Bilindiği üzere, paylı mülkiyette taşınmazdan yararlanamayan paydaş, engel olan öteki paydaş veya paydaşlardan payına vaki el atmanın önlenilmesinden ötürü ecrimisil isteyebilir. Ancak, o paydaşın payına karşılık çekişmesiz olarak kullandığı ya da kullanabileceği bir kısım yer varsa, açacağı el atmanın önlenilmesi ve ecrimisil davasının dinlenme olanağı yoktur.

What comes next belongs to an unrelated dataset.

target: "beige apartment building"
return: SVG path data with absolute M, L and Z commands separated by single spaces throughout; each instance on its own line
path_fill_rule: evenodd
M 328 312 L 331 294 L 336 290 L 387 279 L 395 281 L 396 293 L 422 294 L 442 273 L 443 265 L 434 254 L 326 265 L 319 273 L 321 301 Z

Yerleşmiş Yargıtay İçtihatlarına ve aynı doğrultudaki bilimsel görüşlere göre, payından az yer kullandığını ileri süren paydaşın sorununu kesin sonuç getiren taksim veya ortaklığın satış yoluyla giderilmesi davası açmak suretiyle çözümlemesi gerekmektedir.
Somut olaya gelince; dava konusu taşınmazda davacının yapının 1 numaralı dairesini çekişmesiz olarak kullandığı anlaşılmaktadır.
Dosya kapsamına ve tanık anlatımlarına göre rızai taksimin kanıtlanamamış olmasına, davacının, çekişmesiz olarak kullandığı kısım bulunduğu gözönüne alınarak davanın reddine karar verilmesi gerekirken, yazılı gerekçe ile davanın kabulüne karar verilmesi doğru değildir.
SONUÇ: Yukarıda yazılı nedenle davalı vekilinin temyiz itirazları yerinde görüldüğünden, Kabulüyle, hükmün 6100 sayılı HMK’nin Geçici 3. maddesi yollaması ile HUMK’un 428. maddesi uyarınca BOZULMASINA, taraflarca HUMK’un 440/I maddesi gereğince Yargıtay Daire ilamının tebliğinden itibaren ilama karşı 15 gün içinde karar düzeltme isteğinde bulunulabileceğine ve peşin harcın istek halinde temyiz edene iadesine 25.06.2020 tarihinde oy birliğiyle karar verildi.